Il tracciato prosegue articolandosi tra affioramenti calcarei quindi si unisce con il sentiero che proviene dalla nostra destra salendo dal Monte Tremoggia. La biforcazione, sebbene abbastanza evidente, non è purtroppo segnalata da cartelli. Subito oltre il segnavia si avvicina al crinaletto che ci sovrasta sulla destra sino a portarsi ad appena qualche metro da esso. Con le cautele del caso portatevi quasi sul filo del crinale e lasciatevi impressionare dall’incredibile abisso che si apre verticale nell’altro versante. La parete precipita vertiginosa e strapiombante per oltre 1300 metri in una visione mozzafiato in grandissimo contrasto con le facili pendenze rimontate dalla via normale. Non è certo casuale la definizione di “Eiger dell’Appennino” per fare riferimento alla verticalità della parete nord del Monte Camicia. A séguito di questa breve digressione riprendiamo il sentiero tra i prati guadagnando in pochi minuti l’esile selletta posta alla testata del Vallone di Vradda (m 2478).

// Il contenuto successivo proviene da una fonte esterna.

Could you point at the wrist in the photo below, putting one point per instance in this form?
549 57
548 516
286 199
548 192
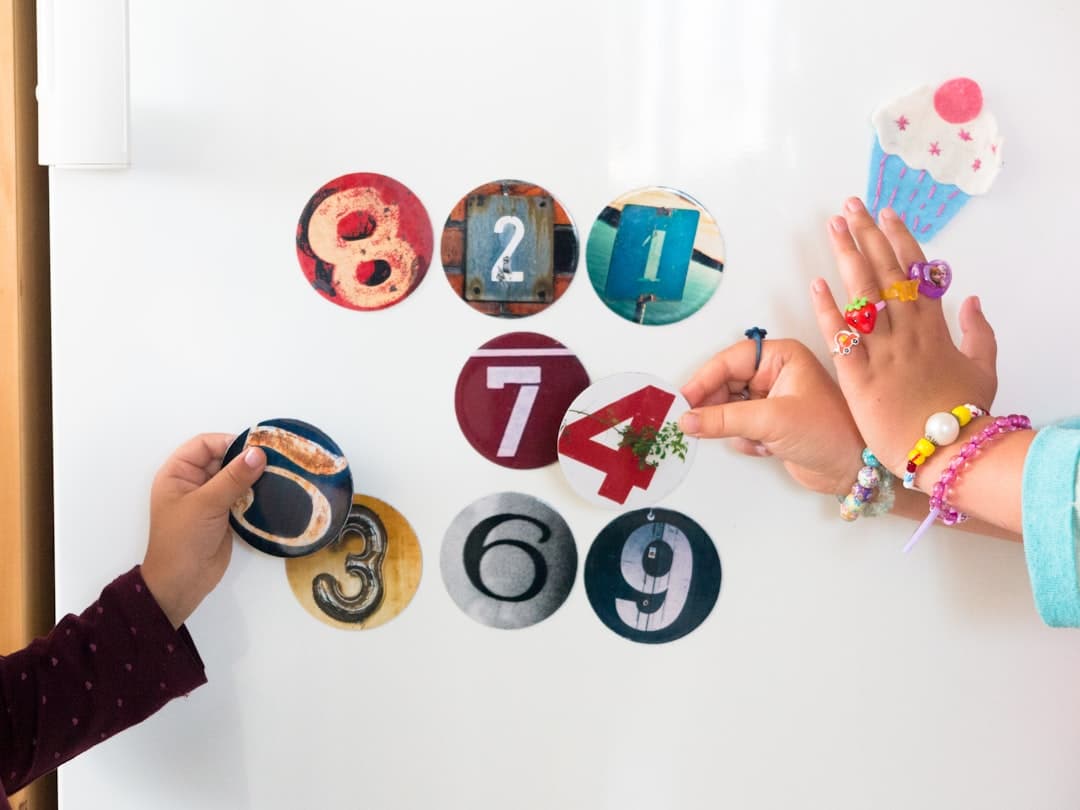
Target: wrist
989 486
170 599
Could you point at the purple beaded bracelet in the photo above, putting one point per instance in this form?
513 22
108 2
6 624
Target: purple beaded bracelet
939 508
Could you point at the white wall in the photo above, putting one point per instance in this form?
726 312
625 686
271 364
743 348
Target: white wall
833 673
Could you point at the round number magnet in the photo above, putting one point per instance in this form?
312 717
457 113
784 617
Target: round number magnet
301 500
652 576
365 577
620 444
509 248
364 241
511 396
655 256
509 561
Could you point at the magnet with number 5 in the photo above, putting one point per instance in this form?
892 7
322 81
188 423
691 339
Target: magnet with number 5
652 576
511 396
620 444
509 561
509 248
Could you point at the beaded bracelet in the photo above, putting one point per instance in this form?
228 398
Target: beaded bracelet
872 495
939 508
941 429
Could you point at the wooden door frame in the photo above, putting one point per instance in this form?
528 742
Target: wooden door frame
26 495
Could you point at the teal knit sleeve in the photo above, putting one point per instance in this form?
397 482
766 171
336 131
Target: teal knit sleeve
1051 523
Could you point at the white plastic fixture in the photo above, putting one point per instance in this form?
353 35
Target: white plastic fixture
82 83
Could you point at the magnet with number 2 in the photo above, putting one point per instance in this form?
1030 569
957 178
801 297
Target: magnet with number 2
364 241
655 256
620 444
652 576
509 561
509 248
511 396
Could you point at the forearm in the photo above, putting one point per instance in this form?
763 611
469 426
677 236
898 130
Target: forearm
95 674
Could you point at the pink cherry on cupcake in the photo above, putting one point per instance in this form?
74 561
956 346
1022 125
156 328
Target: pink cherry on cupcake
958 100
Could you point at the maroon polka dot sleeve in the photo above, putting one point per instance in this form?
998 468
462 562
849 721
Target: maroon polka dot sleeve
94 675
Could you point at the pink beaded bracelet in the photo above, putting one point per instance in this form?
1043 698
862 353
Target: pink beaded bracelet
939 508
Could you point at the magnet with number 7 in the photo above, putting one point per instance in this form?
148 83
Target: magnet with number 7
511 396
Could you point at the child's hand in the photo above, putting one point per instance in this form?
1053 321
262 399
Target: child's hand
908 367
796 412
190 542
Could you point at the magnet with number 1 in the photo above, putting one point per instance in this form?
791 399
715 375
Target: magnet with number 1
655 256
509 248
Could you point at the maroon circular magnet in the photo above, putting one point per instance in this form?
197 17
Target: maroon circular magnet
512 394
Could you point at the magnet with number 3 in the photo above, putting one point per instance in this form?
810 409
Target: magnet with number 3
367 576
509 248
620 444
511 396
509 561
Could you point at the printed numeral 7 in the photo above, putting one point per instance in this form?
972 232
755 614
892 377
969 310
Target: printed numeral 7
528 378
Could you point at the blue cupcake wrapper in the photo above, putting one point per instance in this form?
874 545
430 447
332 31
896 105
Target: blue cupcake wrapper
923 204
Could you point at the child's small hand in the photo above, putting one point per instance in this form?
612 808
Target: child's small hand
795 412
908 366
190 542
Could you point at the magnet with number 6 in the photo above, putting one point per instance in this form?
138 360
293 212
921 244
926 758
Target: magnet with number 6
509 561
511 396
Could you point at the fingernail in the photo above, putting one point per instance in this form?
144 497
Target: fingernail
691 391
690 423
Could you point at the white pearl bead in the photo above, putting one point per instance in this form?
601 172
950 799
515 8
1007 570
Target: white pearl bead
942 428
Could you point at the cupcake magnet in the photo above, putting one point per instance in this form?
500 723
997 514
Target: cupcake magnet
933 150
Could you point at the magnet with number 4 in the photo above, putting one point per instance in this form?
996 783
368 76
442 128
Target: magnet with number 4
655 256
620 444
509 561
511 396
652 576
509 248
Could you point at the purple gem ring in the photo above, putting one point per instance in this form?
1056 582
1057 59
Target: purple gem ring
934 277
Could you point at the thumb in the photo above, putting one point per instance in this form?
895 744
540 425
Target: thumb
233 480
977 342
754 419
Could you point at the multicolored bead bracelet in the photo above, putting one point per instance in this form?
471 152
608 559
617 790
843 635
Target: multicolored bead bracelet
939 508
941 429
872 494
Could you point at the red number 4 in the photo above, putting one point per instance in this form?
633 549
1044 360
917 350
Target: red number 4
623 470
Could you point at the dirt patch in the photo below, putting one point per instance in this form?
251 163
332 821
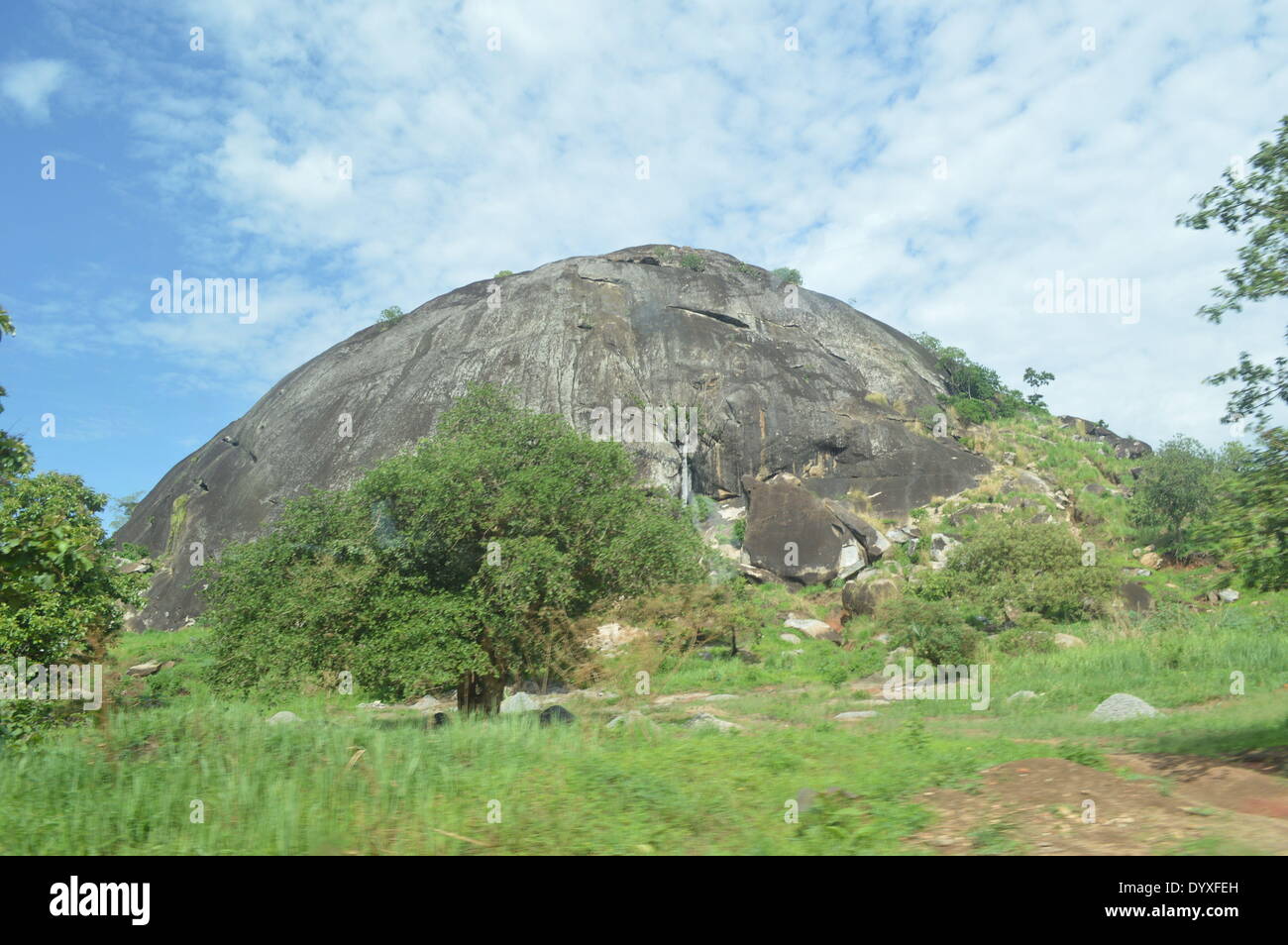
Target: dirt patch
1056 807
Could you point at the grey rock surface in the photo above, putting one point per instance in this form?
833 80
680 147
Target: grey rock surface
778 378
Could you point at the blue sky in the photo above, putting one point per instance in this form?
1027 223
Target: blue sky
926 161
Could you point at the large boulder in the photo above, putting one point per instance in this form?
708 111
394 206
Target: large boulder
768 377
863 596
1124 447
802 537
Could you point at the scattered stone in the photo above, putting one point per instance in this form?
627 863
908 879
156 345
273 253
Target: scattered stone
704 720
1136 597
679 698
631 720
810 627
555 713
610 638
519 702
1122 705
864 596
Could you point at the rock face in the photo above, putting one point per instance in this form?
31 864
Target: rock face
1124 447
769 378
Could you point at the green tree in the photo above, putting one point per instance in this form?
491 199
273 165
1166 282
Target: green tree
463 563
1035 380
1010 568
1248 522
1250 201
975 391
1175 483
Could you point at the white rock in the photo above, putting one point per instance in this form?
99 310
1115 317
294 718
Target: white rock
704 720
519 702
1122 705
810 627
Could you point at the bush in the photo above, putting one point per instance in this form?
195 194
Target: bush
975 391
1247 523
931 628
1175 484
1017 641
463 563
1020 567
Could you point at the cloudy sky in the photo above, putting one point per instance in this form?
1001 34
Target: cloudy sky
927 162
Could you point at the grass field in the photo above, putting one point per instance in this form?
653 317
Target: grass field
168 769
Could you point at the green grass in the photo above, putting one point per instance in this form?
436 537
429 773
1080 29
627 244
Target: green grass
128 786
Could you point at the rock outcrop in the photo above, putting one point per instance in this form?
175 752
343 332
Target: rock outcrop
767 377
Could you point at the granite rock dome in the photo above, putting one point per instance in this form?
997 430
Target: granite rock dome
771 378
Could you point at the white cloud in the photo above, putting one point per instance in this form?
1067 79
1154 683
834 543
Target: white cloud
467 161
31 84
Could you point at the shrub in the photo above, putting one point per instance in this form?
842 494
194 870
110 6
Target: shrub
932 630
1018 640
462 563
1035 568
1173 485
1248 520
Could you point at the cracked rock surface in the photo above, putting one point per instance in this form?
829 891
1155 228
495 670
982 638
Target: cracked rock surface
774 378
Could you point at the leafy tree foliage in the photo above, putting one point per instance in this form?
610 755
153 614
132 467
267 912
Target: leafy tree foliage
1252 202
60 599
1037 378
463 563
1247 522
1176 481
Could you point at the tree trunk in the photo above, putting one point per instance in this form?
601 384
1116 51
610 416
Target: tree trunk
480 692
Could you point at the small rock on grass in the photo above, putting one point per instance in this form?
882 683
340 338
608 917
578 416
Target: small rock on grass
704 720
555 714
1122 705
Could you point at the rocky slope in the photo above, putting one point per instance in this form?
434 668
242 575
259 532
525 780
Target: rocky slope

Siamo a meno di cento metri di dislivello dalla cima. L’ultima fatica consiste nello scavalcare il soprastante sbalzo dapprima su faticoso detrito calcareo. In questo primo tratto, particolarmente erto ed instabile, tende a persistere, almeno nella prima parte dell’estate, un nevaio inclinato che richiede attenzione ed eventualmente i ramponi in presenza di ghiaccio. In assenza di neve non vi sono da rilevare difficoltà; il percorso traversa in diagonale verso sinistra senza incontrare, nonostante la pendenza, alcuna frazione impegnativa. Sempre su fondo ghiaioso raggiungiamo la cresta sommitale a breve distanza dalla cima. Il sentiero prosegue su detrito sino a raggiungere l’ampio pianoro di vetta (m 2564 – ore 3 dalla partenza – libro di vetta).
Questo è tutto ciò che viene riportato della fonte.